French noble lady born at Hôtel de Breteuil, Paris, one of the first people to explain the calculus of Newton and Leibniz and always debated the comparison between Newtonian natural philosophy and the covitalism of Lebniz. Descended from an illustrious, noble and wealthy French family, she was the daughter of Baron De Breteuil, then Introducer of Ambassadors at the court of King Louis XIV of France at Versailles.
Very intelligent, she received an excellent education from her tutors and tutors in the castle of Breteuil, and always showed great facility in learning languages, sciences and mathematics. At twelve she read, she spoke and wrote fluently German, Latin and Greek and spent most of her time locked in her rooms, studying. She also had artistic talent and loved to dance, play the harpsichord and sing opera arias, did theater and, in her spare time, practiced horseback riding.
At the age of 19, she married for convenience the Marquis Florent-Claude Du Châtelet-Lomont, a noble knight and officer in the Army of His Christian Majesty. After three children the marriage was dissolved by mutual agreement, as she did not adapt to her husband's military life, she retreated to the halls of life at the court of Versailles. At 24 aoos she had for lover Louis François Armand de Vignerot Du Plessis, 3rd Duke of Richelieu (1696-1788) for about a year and a half and with whom she deepened her knowledge in literature and philosophy.
He then began to study geometry with the Academy of Sciences mathematician, astronomer and physicist Moreau de Maupertuis, an ardent supporter of Newton's theories. She met Voltaire (1733), ten years her senior, with whom she would have a long romance and carry out a large number of experiments. He brought her closer to the Duke of Richelieu and enabled her to be introduced into scientific and government circles. She participated (1737) in a competition of the Academy of Sciences of France, for the best essay on the nature of fire. He reviewed Newton's gravitational theory which he published in the Journal des Savants a year later. She wrote a physics text in French entitled Institucións de Physics, published anonymously (1740).

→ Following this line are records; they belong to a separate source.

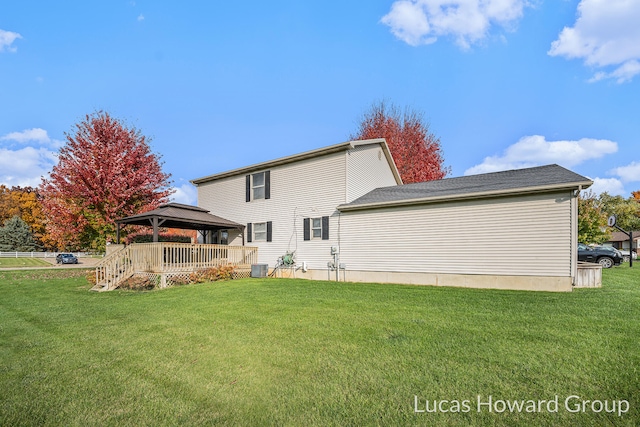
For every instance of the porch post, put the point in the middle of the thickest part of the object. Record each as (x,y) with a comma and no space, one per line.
(155,229)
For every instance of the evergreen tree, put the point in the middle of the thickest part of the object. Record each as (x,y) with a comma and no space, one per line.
(16,236)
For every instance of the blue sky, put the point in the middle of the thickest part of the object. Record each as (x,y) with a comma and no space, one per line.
(219,85)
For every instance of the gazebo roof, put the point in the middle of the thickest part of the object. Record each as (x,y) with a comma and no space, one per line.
(177,215)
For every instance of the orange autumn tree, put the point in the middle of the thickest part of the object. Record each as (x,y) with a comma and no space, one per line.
(25,203)
(415,150)
(106,171)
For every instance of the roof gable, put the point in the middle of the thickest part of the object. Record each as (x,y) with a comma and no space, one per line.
(342,147)
(542,178)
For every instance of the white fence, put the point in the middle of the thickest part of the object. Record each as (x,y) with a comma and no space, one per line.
(39,254)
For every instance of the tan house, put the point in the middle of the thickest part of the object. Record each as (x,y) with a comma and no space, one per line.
(346,215)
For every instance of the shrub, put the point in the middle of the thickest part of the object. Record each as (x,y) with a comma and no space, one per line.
(91,277)
(224,272)
(181,280)
(138,283)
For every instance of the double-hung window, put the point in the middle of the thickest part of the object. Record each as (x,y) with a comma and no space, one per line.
(258,186)
(259,231)
(316,228)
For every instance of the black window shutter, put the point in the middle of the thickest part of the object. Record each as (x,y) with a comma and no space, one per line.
(325,228)
(306,224)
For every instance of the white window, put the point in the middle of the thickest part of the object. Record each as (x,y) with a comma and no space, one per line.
(316,228)
(258,186)
(260,231)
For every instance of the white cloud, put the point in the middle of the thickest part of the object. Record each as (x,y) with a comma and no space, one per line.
(612,186)
(186,194)
(24,167)
(535,150)
(419,22)
(629,173)
(6,40)
(606,35)
(28,135)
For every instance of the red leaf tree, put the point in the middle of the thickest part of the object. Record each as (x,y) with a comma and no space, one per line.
(105,171)
(415,150)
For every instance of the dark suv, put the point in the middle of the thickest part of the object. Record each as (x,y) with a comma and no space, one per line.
(66,259)
(605,256)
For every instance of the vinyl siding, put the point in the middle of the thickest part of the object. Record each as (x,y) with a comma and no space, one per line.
(306,189)
(518,236)
(367,169)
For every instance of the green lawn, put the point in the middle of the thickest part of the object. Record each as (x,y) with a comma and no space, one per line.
(23,262)
(298,353)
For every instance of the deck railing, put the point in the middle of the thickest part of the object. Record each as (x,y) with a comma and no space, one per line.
(163,258)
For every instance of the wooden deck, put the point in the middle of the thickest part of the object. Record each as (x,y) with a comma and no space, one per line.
(164,261)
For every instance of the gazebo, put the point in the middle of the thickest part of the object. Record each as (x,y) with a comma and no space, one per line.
(177,215)
(166,262)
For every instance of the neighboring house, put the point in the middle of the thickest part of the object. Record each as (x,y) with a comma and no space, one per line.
(513,230)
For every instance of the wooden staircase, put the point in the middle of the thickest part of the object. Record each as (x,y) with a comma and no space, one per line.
(166,260)
(114,269)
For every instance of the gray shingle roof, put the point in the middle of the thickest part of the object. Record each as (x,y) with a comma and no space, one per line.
(490,184)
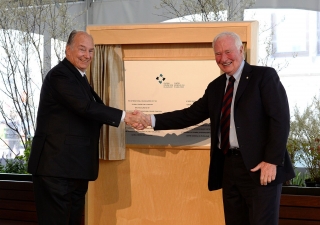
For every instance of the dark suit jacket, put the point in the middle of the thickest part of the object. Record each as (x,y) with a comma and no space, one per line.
(68,126)
(261,115)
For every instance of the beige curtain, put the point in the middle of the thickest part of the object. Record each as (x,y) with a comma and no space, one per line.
(107,79)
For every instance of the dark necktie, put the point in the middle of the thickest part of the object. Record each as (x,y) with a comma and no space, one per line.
(88,86)
(225,116)
(86,81)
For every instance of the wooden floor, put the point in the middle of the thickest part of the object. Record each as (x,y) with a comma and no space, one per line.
(17,206)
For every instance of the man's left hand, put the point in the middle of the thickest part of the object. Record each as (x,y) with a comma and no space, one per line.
(268,172)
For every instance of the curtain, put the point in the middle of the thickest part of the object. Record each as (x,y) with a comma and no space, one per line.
(107,79)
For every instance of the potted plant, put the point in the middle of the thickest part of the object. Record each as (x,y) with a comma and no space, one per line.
(304,140)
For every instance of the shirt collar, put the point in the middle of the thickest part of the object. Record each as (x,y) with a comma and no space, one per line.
(81,72)
(237,74)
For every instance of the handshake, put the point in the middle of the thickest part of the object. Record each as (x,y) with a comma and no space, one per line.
(137,120)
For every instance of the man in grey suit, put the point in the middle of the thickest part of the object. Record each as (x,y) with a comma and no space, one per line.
(64,153)
(255,163)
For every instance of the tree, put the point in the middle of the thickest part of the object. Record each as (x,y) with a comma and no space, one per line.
(205,10)
(223,10)
(29,29)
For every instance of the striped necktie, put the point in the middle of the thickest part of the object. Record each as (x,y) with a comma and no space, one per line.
(225,116)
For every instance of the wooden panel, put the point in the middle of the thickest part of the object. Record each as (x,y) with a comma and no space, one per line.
(194,51)
(17,195)
(165,32)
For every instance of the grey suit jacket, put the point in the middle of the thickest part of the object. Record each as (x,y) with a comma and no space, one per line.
(68,126)
(262,120)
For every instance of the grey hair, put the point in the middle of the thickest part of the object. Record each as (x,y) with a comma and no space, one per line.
(71,37)
(234,36)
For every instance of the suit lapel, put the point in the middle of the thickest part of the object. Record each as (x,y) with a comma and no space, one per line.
(244,80)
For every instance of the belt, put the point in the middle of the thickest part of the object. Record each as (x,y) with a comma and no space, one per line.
(234,151)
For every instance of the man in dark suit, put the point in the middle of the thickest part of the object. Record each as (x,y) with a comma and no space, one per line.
(255,163)
(64,153)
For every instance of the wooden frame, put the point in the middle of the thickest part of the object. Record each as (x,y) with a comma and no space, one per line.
(151,175)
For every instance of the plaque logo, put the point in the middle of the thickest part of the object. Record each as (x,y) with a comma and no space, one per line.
(160,78)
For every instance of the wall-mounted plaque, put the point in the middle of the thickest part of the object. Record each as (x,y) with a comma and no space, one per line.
(161,86)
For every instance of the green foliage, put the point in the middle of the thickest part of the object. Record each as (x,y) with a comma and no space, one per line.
(19,164)
(304,138)
(299,179)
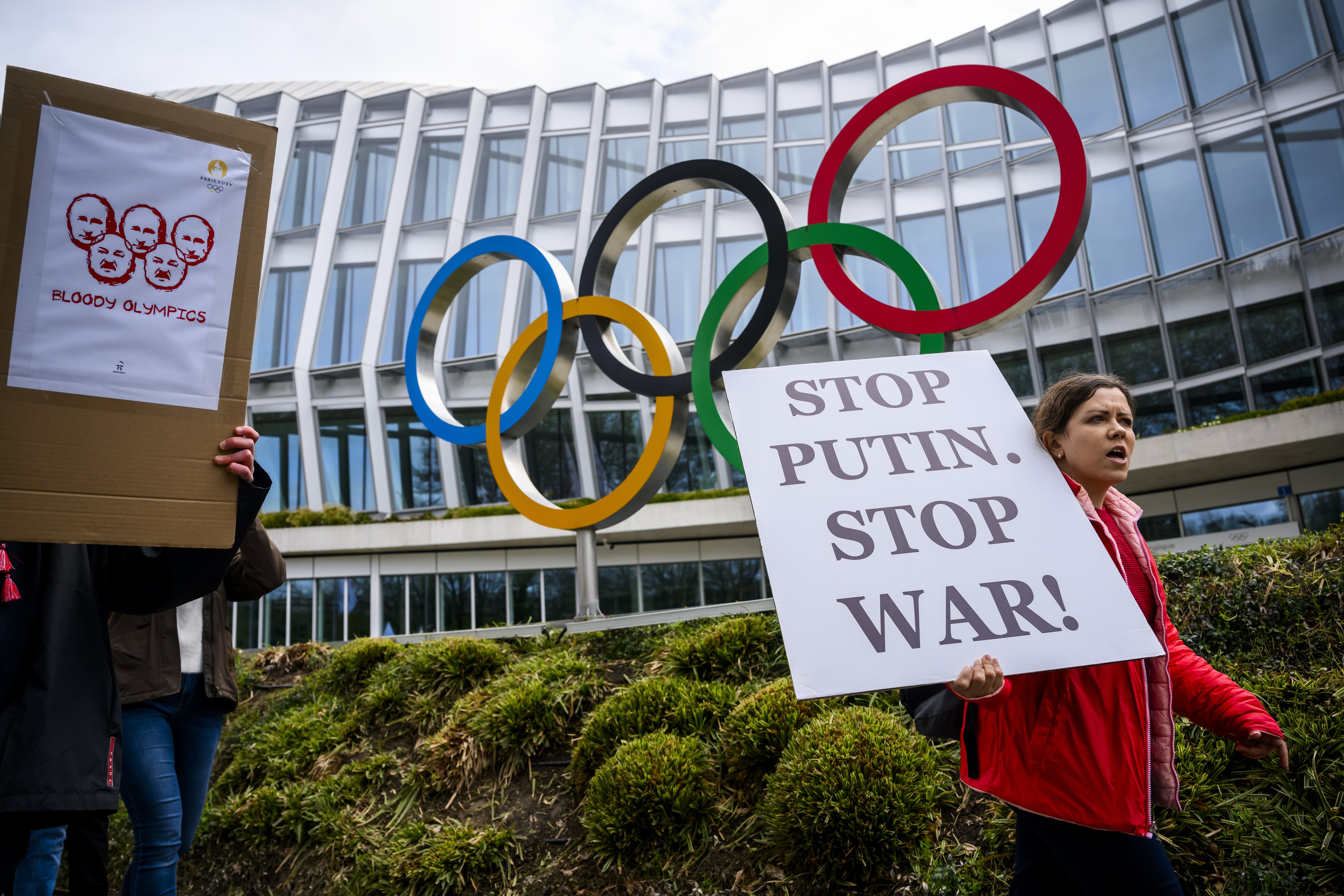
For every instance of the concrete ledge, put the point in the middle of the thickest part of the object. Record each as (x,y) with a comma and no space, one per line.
(1245,448)
(675,520)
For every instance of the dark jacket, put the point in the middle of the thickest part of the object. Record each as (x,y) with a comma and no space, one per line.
(60,710)
(146,651)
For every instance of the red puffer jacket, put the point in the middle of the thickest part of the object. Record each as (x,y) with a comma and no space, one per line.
(1095,746)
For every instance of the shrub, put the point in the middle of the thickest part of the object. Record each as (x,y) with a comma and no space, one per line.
(759,730)
(350,667)
(652,796)
(525,711)
(854,790)
(424,681)
(737,649)
(675,706)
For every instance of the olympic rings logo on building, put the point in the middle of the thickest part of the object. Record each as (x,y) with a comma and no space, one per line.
(537,367)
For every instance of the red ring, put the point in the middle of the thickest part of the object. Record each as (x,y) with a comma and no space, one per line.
(869,127)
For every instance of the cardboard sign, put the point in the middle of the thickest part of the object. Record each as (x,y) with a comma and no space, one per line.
(910,524)
(131,244)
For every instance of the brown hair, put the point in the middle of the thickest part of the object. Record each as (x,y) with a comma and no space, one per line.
(1062,399)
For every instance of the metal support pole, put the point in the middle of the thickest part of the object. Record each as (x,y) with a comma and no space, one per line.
(585,576)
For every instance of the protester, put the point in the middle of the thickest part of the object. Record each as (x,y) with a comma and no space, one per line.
(61,743)
(177,676)
(1086,754)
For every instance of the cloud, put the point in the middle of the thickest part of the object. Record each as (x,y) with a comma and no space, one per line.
(509,44)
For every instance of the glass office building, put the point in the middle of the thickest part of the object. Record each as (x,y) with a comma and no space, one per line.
(1211,276)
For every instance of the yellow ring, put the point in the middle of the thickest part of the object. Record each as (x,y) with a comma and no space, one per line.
(660,452)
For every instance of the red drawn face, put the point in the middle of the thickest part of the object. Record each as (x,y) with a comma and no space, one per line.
(111,261)
(89,218)
(143,229)
(194,237)
(165,266)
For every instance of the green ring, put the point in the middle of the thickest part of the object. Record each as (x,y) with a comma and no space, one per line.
(866,241)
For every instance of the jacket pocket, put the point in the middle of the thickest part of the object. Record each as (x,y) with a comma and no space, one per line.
(1046,716)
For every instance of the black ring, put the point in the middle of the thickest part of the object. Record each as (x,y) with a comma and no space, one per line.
(647,197)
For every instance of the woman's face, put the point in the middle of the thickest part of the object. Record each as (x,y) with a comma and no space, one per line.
(1099,442)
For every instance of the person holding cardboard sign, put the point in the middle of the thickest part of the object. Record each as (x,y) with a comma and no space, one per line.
(61,745)
(1085,754)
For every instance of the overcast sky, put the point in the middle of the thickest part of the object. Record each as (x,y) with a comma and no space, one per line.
(154,45)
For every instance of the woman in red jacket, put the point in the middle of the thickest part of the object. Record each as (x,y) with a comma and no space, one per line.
(1085,754)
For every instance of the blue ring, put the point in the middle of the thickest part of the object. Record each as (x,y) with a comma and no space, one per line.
(505,249)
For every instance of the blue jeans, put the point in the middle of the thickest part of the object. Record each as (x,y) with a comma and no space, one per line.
(1060,859)
(165,776)
(37,875)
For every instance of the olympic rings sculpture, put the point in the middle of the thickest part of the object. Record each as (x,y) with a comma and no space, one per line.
(537,369)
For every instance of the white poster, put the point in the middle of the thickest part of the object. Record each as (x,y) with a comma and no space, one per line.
(912,524)
(128,262)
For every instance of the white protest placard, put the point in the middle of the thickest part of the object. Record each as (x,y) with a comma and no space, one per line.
(128,262)
(910,524)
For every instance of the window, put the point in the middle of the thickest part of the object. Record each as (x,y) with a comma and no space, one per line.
(476,315)
(1086,89)
(437,165)
(686,109)
(1240,516)
(412,280)
(1034,217)
(796,169)
(694,469)
(1198,324)
(732,581)
(1210,50)
(345,316)
(1155,413)
(678,151)
(670,586)
(750,156)
(277,324)
(1273,389)
(677,289)
(742,107)
(277,452)
(1147,72)
(1131,336)
(475,476)
(925,237)
(455,601)
(413,457)
(1213,402)
(621,167)
(1159,527)
(986,254)
(550,456)
(370,181)
(1244,193)
(1177,214)
(347,475)
(560,185)
(1311,150)
(617,444)
(1273,328)
(498,175)
(619,590)
(1062,332)
(798,101)
(1322,510)
(1281,35)
(306,182)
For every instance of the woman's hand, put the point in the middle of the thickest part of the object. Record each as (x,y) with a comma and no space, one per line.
(240,447)
(1261,743)
(980,680)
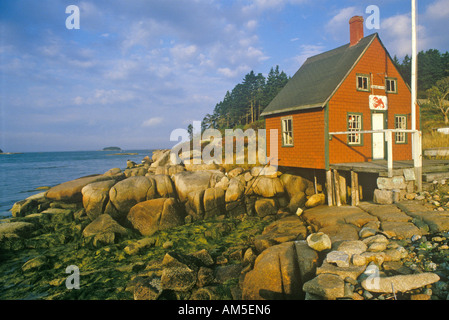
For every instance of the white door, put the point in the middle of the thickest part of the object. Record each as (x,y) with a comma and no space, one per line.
(378,138)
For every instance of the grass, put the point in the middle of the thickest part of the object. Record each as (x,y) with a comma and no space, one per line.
(430,120)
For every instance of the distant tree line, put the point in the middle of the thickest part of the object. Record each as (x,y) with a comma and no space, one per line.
(432,67)
(243,105)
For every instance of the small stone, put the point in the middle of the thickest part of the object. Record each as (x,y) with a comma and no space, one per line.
(411,196)
(319,241)
(328,286)
(367,232)
(377,247)
(358,260)
(367,295)
(339,258)
(420,296)
(167,245)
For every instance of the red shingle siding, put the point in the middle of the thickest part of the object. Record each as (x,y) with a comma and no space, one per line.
(309,127)
(308,139)
(375,61)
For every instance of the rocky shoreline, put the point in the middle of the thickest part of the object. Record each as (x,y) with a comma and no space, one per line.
(161,231)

Pregnant by one of his lovers, Jean-François, Marquis de Saint-Lambert (1716-1803), initiated (1745) an annotated translation of Newton's Principia, but only published posthumously ten years later (1759). Predicting a fatality, he finishes the translation just before giving birth to a daughter at the Palacio Ducal de Lunéville. She died a few days later of postpartum problems and Polish King Stanislao I ordered that national funerals be held in her honor, and she was buried in the cathedral of Lunéville. To complete her tragic affair of less than two years with Captain Saint-Lambert, the child did not survive either.